Markzware: Is Progressive Printing’s clientele mostly local to the Martinsburg area? Or does your client base extend beyond the local market?

Matthews: About 60% of our clients are in the Martinsburg area. The other 40% is all over the US.

Publisher

Marzkware: Progressive Printing offers a wide range of commercial print project—from brochures to business cards, posters to postcards. Out of all of your services, which tends to be the most popular print products you offer? Similarly, is the company known for any particular specialty?

Download ntfs for mac free. Matthews: Our most popular are brochures and business cards. Our shop is mostly known for customer service. That is how we get new customers, good word from existing customers.

Markzware: I would imagine that you see a lot of different file formats coming into the shop—folks bringing you content that’s been created in everything from Photoshop and InDesign to Microsoft Word and old versions of PageMaker, correct? What types of file formats are most popular? And what types of file formats do you prefer to receive if at all possible?

Matthews: We mostly get [Microsoft] Publisher files from clients that are at home designers. We prefer to receive PDF files ready to go to press, but most clients do not know how to create a PDF.

Markzware: Do you provide your customers with any guideline on preferred file formats and instructions on how to set up their content files so that they’re easier to process through prepress—and ultimately to print?

Matthews: We have offered guidelines and how-tos on how to get files press ready, but they don’t follow through, and it’s easier for us to just fix the job than [plead] with the customer to embed fonts or stop using RGB [images.]

Publisher To InDesign

Publisher To Indesign Converter

Markzware: I understand that you purchased Markzware’s plug-in PUB2ID. When did you buy that application, and what prompted you to do so? Do you get a lot of clients who bring in Microsoft Publisher files?

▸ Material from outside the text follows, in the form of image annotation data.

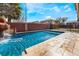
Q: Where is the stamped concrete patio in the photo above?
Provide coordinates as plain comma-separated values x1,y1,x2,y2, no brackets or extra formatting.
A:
22,32,79,56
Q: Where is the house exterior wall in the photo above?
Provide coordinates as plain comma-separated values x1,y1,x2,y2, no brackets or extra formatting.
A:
8,23,27,32
27,23,49,31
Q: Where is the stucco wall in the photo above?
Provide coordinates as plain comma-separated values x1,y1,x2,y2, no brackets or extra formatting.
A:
27,23,49,31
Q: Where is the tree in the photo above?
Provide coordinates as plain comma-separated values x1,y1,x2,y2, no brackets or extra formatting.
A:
0,3,21,22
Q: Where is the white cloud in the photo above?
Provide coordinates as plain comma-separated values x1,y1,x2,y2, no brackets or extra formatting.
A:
46,16,52,19
65,8,72,12
64,5,69,9
52,6,61,12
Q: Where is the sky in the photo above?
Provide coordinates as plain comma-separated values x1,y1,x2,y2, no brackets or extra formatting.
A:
21,3,77,22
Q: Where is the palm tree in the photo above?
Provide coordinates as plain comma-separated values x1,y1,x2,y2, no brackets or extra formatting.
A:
0,3,21,22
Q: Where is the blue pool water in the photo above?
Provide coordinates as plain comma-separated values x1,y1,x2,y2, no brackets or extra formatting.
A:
0,31,63,56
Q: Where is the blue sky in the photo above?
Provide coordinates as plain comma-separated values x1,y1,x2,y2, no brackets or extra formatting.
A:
19,3,77,22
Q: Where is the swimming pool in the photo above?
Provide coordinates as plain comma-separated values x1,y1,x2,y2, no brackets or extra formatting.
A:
0,31,63,56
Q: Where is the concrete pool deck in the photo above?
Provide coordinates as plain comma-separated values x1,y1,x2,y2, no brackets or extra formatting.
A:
22,32,79,56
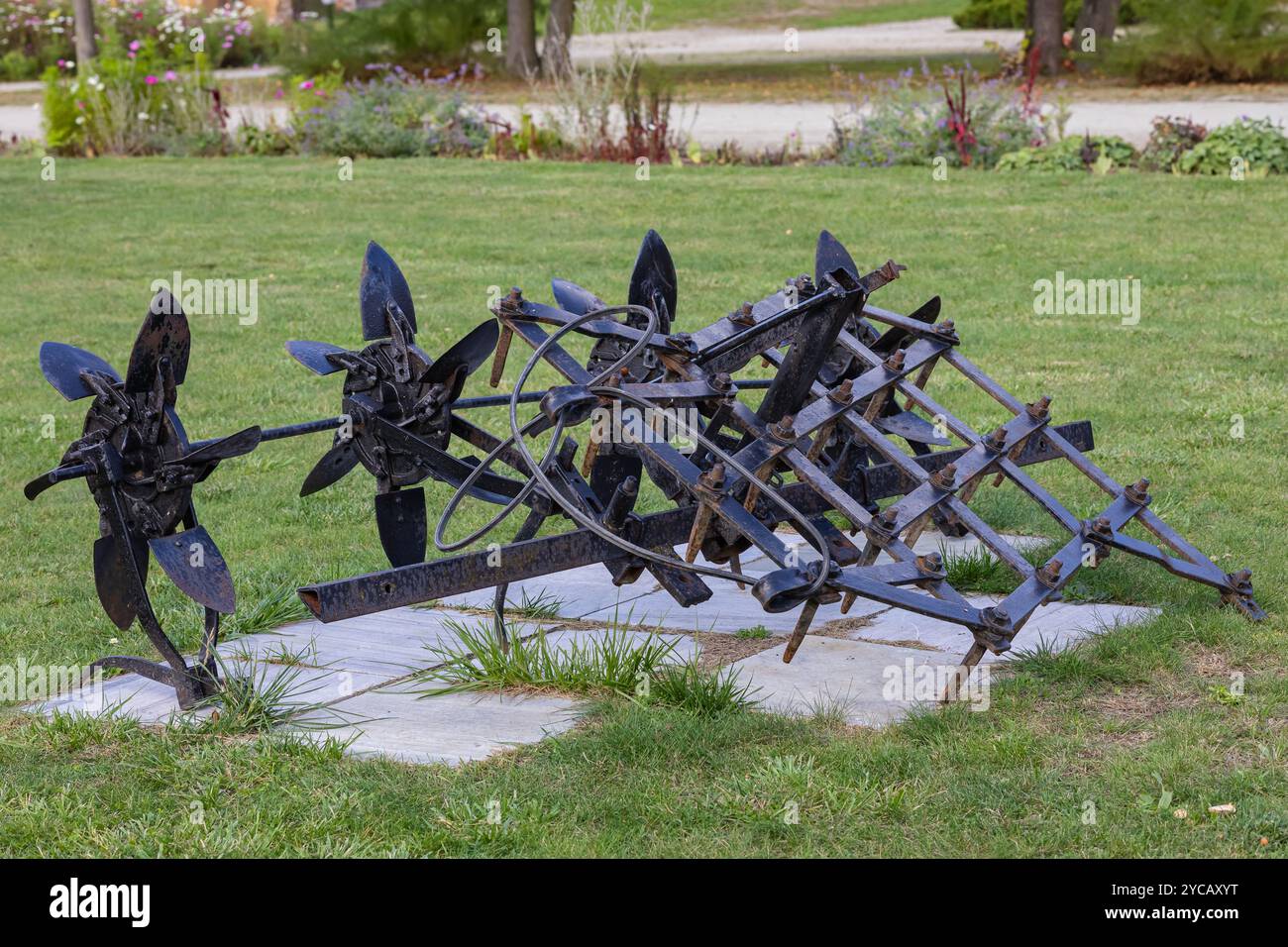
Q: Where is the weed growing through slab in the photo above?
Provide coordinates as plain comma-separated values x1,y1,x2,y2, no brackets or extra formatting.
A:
188,655,353,736
510,588,567,621
647,661,760,716
420,621,755,714
224,582,309,635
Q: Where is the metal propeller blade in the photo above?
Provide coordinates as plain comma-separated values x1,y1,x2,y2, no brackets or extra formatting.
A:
286,340,348,374
626,230,677,333
814,231,862,288
872,296,943,355
149,526,237,614
358,240,416,342
22,464,91,500
550,279,608,316
94,533,149,631
125,290,192,394
300,441,358,496
872,411,952,446
420,320,501,385
40,342,121,401
175,424,263,466
368,415,522,506
376,487,429,566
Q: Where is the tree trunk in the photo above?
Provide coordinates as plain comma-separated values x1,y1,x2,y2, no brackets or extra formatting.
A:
541,0,575,78
1029,0,1064,76
1074,0,1122,43
72,0,98,64
505,0,541,78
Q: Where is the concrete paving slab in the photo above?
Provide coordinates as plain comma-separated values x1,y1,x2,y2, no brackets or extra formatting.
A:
549,629,702,664
294,684,577,766
855,595,1158,664
733,638,978,727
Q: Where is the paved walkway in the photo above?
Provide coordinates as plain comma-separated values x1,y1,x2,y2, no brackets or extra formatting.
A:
571,14,1022,63
34,533,1155,764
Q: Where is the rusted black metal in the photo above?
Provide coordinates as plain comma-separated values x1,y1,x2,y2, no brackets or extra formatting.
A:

Matthews: We purchased the plug-in in the first week of January 2008. We bought it because we were having an increase in the number of files coming from [Microsoft] Publisher. We have tried to steer away from Publisher files until I purchased PUB2ID. Now we don’t worry when a Publisher file comes into the shop.

Markzware: You and I both know that Publisher files are anything but “print friendly” or “print ready.” But it’s often hard to explain that to a customer who doesn’t quite understand the nuances of what a “print-ready” file consists of. Have you run into that problem a lot, and if so, how has the acquisition of PUB2ID enabled you to avoid those types of conversations?

Matthews: We have around 10% of our customers who use Publisher. The PUB2ID plug-in has allowed me to stop booting up the PC for that one job a week.

Markzware: Your creative tools of choice are those within Adobe’s Creative Suite 3. So tell me how PUB2ID has worked for you. How does it enable you to bring Publisher files into InDesign, and is the process easy/seamless?

Matthews: PUB2ID makes it very easy to deal with these files from customers.

Markzware: Have you encountered any problems with conversion? And if so, what types of issues have you run into?

Matthews: The only problem is fonts really, and that is because of PC fonts versus Mac fonts and customers not knowing how to embed fonts—even though I have gone over it hundreds of times for the same few customers.

Markzware: Generally speaking, was the investment in PUB2ID worthwhile? Have you been able to justify the expenditure, and if so, how quickly did it pay for itself?

Convert Microsoft Publisher To Indesign

Matthews: The plug-in was a great investment. The atomic dashboard app. It paid for itself in the first week, because I had a big book to deal with, and if I didn’t have the PUB2ID plug-in, I would probably still be working on that book.